Who needs this technology stuff anyway?

I have a confession to make. I’m not really an ‘early adopter’ when it comes to new technology.

I suppose I object to using something, just because it’s new when the old one still works well enough. Some of it might be the farmer in me. After all, we’re in an industry which has been going strong for five thousand years or more. I suspect that after the first two or three millennia you get a bit jaded when yet another bright young thing comes along with the invention that’s going to turn the world upside down.
In ‘Queen Mary’s House’ in Jedburgh I saw a billhook, found at the battlefield
at Flodden where it had been dropped in 1513. It would take a standard modern handle. The ‘design parameters’ for a billhook were laid down a thousand years ago, and there has been no need to update them. I’ll try and fit a picture in about here so you know what I’m talking about.
BillHook

Then there are sheep shears. If I can cope with the technology there should be a picture of some bronze sheep shears found in Flag Fen, still in their carrying case!

Sheep shears

A mere three thousand years old. Or you could buy some from Amazon
http://www.amazon.co.uk/Silverline-988844-One-Handed-Shears/dp/B003TNNAYI/ref=sr_1_4?ie=UTF8&qid=1362402067&sr=8-4

Amazon sheepshears

I’m a believer in the fact that appropriate technology doesn’t die. Indeed you know those big black wrapped silage bales? To get the wrap off, in winter I’ve been know to carry a piece of flint in my pocket, because flint cuts that stuff better than steel.

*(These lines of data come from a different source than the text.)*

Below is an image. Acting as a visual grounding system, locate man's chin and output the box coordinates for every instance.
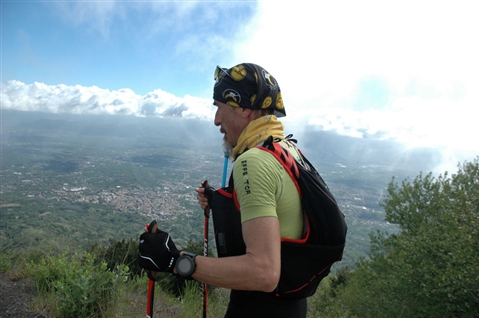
[223,135,233,153]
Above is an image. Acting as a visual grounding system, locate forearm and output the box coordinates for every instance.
[193,254,279,292]
[193,217,281,292]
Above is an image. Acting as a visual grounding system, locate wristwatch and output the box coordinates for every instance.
[175,252,196,280]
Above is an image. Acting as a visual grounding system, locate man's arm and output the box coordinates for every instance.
[193,217,281,292]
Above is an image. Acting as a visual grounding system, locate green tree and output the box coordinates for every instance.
[342,159,479,317]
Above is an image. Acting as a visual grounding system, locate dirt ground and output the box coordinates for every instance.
[0,274,50,318]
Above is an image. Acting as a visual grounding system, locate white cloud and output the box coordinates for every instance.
[1,81,214,119]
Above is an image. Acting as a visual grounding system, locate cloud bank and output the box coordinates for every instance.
[1,81,214,119]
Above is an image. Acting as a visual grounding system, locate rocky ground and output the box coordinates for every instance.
[0,274,50,318]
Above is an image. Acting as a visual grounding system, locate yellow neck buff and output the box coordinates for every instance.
[232,115,284,160]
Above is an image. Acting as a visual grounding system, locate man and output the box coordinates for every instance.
[140,63,307,318]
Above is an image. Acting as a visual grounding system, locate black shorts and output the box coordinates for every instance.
[225,290,308,318]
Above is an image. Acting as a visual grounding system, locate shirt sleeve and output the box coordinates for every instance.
[233,148,284,222]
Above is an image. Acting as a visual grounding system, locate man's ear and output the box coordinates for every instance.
[241,108,253,118]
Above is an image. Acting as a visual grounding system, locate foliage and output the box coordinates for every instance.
[341,159,479,317]
[28,252,128,318]
[88,238,142,278]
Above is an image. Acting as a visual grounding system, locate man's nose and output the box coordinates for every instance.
[215,109,221,126]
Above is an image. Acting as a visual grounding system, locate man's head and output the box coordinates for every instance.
[213,63,286,147]
[213,63,286,117]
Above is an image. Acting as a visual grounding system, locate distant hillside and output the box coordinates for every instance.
[0,111,437,266]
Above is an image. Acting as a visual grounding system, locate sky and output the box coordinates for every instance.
[0,0,479,174]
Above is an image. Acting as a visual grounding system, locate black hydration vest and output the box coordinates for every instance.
[211,137,347,299]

At this point I’d better mention my mobile phone. It’s a nokia, it’ll do texts (but frankly the length of time it takes me to text, it’s faster to visit.) and of course I can talk to people on it. Or I can when it’s switched on, because as we don’t have signal here, it spends most of its life switched off in a drawer. OK it’s an elderly, probably obsolete phone, but it does ‘switched off in a drawer’ every bit as well as something more modern with all sorts of features.
I suppose that at some point I’ll have to buy a newer phone, but I’ve discovered that I can live perfectly happily without internet access on the move, and because my phone is always switched off, people who want me phone the landline and someone will take a message.
Indeed I’d suggest that landline phones are the way forward. You walk out the house and suddenly no one can get hold of you, so you can do whatever you want, get some work done, whatever, without being bothered by someone desperate to tell you ‘they’re on the train’ or ‘what are you doing at the moment’.